Decía Mefistófeles a Fausto cuando le cuestiona “¿Cómo es que estás fuera del infierno?”: “Porque éste es el infierno y no estoy fuera de él.”
Si, el infierno está aquí, es la mirada ajena, pesquisante que descubre, revela y penetra; es invasiva, incómoda, disgusta, ofensiva; es “infiernizante”, diría Jean-Paul Sartre.
Desde luego esta entidad metafísica no son los otros por sí mismos, sino somos nosotros alienados y enajenados en los otros los que hacemos que los tomemos como demonios y como infiernos.
“No se necesita hervir: el infierno son los otros, (...) pero siempre y cuando logremos escapar de su mirada paralizante.” (Sartre)
En palabras de T. S. Elliot: “¿Qué es el infierno? El infierno es uno mismo, el infierno es solo, las otras figuras en él: sólo proyecciones.”
Por eso para el cristiano aterra la presencia de Dios, que como un niño mirando sobre la rendija de la puerta, observa sin ser observado; por es los códigos morales instan al desarrollo de una consciencia personal, que castigue en silencio ahí donde las leyes humanas no puedan castigar. Es este el poder de la mirada que castiga, que desaprueba, juzga y me somete al darle poder sobre mi. Una mirada con tormento en la inseguridad y de naturaleza impersonal porque no son los otros por sí mismos, sino soy Yo a través de ellos.
Así pues me ato y me condeno en mi propio infierno, que es personal y secreto y que me hace doblegarme ante miedos e inseguridades.
Por eso recurrir al recurso animal de la mirada, que juzga, somete, subyuga al otro hasta que sea “mío” y sea yo, su infierno, su mal de ojo, la voz en su cabeza y en su inconsciencia; hasta que baje su mirada y pueda alzar aún más la mía en señal de victoria y dominación.
Este es el infierno: dejar que los otros sean en mi, pero no los otros físicos como entes materiales, sino los otros “Yoes” que, disociados y en desarmonía, asechan mi cordura y mi Ser, sea en forma de pensamientos aduladores o perturbadores, constructivos o destructivos, o en emociones, violentas y caóticas: ahí está el infierno, en el apego, en la reacción.
Esta es la caída, la existencia del otro; el otro Yo: la sombra, lo que no he podido ver pero que me juzga y me incomoda como cuando me encuentro solo e incómodo en la oscuridad, siendo cazado por la voz disonante y ruidosa que no he escuchado y que no he integrado, como una sombra, como un juez infernal.
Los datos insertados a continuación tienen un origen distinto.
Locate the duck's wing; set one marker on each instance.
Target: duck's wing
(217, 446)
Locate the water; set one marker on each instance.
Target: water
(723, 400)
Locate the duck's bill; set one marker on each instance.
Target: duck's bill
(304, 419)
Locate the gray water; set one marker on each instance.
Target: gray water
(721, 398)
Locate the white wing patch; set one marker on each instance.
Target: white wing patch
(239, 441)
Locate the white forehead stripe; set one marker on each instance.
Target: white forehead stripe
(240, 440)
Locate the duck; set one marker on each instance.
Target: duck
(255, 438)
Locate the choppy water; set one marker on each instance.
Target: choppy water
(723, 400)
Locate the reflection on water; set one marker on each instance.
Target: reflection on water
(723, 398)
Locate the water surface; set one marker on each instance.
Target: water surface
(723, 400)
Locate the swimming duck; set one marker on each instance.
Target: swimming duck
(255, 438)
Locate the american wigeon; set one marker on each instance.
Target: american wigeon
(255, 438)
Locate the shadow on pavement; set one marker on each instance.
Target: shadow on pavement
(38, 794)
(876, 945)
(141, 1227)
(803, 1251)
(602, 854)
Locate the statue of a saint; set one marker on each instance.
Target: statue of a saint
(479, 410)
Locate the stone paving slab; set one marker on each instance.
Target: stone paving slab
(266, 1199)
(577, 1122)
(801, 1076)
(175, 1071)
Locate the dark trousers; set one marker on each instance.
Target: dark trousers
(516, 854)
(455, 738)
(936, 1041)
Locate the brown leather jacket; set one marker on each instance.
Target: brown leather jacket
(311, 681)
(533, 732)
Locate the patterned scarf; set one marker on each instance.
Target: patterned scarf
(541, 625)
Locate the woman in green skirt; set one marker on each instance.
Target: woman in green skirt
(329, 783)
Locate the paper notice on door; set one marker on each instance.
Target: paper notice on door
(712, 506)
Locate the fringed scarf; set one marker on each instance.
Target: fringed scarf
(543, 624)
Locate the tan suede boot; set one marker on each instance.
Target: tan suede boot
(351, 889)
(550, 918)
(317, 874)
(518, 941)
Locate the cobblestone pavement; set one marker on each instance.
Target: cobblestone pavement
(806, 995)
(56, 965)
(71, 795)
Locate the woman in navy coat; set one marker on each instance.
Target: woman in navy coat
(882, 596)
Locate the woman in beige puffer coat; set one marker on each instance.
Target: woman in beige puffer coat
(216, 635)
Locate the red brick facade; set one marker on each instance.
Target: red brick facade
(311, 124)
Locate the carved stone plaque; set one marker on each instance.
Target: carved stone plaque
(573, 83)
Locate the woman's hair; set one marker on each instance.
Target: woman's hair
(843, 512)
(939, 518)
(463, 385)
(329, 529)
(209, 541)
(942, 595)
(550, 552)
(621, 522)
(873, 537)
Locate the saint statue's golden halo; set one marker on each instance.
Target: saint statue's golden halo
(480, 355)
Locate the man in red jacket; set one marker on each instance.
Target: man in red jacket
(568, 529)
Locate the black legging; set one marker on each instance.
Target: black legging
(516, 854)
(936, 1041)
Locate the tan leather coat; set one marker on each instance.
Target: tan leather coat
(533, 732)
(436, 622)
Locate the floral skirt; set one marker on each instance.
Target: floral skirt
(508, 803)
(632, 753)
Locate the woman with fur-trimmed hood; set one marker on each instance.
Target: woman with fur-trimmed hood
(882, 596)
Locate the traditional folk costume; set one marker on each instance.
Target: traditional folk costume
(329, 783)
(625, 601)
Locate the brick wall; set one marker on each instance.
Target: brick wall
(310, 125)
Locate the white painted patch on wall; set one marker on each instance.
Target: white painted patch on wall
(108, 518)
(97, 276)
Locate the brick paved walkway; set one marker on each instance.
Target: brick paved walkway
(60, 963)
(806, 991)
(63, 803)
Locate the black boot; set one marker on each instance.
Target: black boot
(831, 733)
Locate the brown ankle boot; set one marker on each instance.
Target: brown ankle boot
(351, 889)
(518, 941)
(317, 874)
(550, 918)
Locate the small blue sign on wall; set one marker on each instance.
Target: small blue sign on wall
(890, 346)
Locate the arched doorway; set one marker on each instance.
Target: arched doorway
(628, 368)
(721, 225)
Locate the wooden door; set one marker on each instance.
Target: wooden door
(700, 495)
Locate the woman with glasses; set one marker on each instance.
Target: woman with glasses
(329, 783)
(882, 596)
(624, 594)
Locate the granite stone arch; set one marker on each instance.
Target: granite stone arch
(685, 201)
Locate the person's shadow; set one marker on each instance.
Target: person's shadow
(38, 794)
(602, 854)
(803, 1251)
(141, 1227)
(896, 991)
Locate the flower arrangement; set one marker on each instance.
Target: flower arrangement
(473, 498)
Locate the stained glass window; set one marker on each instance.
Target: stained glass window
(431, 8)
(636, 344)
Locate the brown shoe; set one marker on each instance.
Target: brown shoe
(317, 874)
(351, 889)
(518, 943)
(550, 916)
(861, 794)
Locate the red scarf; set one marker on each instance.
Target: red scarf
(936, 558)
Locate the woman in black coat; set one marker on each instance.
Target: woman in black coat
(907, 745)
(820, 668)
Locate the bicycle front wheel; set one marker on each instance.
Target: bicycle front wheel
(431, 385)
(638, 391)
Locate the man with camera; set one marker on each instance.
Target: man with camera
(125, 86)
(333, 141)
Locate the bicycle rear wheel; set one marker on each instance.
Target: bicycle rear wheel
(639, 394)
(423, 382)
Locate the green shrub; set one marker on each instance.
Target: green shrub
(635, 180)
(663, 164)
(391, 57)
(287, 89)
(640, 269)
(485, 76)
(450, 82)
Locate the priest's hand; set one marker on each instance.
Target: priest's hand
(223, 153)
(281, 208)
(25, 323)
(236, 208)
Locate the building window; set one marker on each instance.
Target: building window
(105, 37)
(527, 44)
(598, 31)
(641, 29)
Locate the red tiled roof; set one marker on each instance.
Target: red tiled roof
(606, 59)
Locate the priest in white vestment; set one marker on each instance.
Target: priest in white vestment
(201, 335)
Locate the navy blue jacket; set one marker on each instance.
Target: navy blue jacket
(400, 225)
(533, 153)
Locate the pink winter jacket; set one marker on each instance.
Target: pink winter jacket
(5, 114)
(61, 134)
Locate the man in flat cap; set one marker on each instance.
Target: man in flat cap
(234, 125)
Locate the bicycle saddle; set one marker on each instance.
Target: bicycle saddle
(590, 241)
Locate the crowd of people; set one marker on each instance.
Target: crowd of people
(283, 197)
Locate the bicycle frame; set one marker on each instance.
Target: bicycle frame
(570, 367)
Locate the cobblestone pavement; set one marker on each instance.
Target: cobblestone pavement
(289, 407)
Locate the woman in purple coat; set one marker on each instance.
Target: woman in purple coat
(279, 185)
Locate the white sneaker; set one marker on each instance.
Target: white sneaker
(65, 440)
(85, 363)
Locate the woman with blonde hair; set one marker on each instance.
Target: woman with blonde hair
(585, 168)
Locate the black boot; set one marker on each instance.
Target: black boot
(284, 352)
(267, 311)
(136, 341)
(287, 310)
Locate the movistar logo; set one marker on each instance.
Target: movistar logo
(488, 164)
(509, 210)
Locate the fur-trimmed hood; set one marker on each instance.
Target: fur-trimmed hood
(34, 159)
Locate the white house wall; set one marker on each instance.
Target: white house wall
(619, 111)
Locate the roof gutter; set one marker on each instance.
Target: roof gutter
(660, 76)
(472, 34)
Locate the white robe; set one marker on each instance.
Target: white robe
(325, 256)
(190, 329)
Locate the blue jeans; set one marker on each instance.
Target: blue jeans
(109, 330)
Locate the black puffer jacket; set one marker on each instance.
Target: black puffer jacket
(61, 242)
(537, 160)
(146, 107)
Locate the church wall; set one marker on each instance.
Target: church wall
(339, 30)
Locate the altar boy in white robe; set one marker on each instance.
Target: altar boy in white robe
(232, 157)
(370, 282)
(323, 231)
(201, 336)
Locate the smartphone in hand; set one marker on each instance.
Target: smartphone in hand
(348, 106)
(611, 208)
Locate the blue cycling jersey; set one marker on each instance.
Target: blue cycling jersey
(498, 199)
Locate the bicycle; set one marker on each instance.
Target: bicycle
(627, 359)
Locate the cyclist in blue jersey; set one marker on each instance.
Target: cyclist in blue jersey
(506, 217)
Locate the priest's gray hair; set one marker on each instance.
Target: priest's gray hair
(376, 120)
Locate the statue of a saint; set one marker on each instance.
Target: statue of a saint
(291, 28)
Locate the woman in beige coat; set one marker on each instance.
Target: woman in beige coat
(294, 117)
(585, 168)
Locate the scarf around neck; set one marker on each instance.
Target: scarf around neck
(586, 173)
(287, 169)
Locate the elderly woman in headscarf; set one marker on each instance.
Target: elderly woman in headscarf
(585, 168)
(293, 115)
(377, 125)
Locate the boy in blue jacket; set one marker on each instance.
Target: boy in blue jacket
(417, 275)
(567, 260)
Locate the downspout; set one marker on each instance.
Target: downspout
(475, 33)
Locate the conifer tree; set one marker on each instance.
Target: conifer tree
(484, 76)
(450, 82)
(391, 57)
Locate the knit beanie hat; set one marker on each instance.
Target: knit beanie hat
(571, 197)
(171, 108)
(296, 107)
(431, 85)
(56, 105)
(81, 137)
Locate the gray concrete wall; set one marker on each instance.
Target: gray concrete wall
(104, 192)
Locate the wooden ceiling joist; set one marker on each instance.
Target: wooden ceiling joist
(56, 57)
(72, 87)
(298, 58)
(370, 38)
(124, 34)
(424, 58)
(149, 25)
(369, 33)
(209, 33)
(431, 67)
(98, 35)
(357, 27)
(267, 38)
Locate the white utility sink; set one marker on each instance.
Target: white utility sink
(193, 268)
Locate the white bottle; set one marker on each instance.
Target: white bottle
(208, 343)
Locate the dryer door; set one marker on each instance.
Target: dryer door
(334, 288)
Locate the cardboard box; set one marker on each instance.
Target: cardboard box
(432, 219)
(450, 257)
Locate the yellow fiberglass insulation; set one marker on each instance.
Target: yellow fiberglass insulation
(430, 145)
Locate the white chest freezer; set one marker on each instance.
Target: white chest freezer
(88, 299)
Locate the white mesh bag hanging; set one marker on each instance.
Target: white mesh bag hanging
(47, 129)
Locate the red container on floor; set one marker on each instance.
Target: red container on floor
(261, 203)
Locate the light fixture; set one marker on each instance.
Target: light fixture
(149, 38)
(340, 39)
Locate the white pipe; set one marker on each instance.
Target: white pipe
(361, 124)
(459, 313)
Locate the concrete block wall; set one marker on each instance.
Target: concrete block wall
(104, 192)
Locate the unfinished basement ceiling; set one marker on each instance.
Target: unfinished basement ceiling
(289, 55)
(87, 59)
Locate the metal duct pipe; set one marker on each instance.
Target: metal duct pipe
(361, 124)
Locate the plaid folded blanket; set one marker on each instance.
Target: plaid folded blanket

Es por eso que la justicia está siendo mal aplicada, autocastigándome por no saber ni conocer el origen de mi desgracia y de mis infiernos, que llegan a tener nombres de entidades, personas y hasta enfermedades.
Soy yo, mi propio infierno, incomprendido, inaccesible, y por eso debo arder y ser purificado por el fuego del dolor y del sufrimiento, que como expiación, da bienvenida a la transformación como un cambio, un renacimiento, y volveré a caer en el mismo infierno hasta que no lo haya entendido, hasta que no lo haya integrado a mi.
Por eso haz justicia para ti mismo y sobre ti mismo. Sufre en medida y con moderación, porque es parte de la metanoia y sublimación.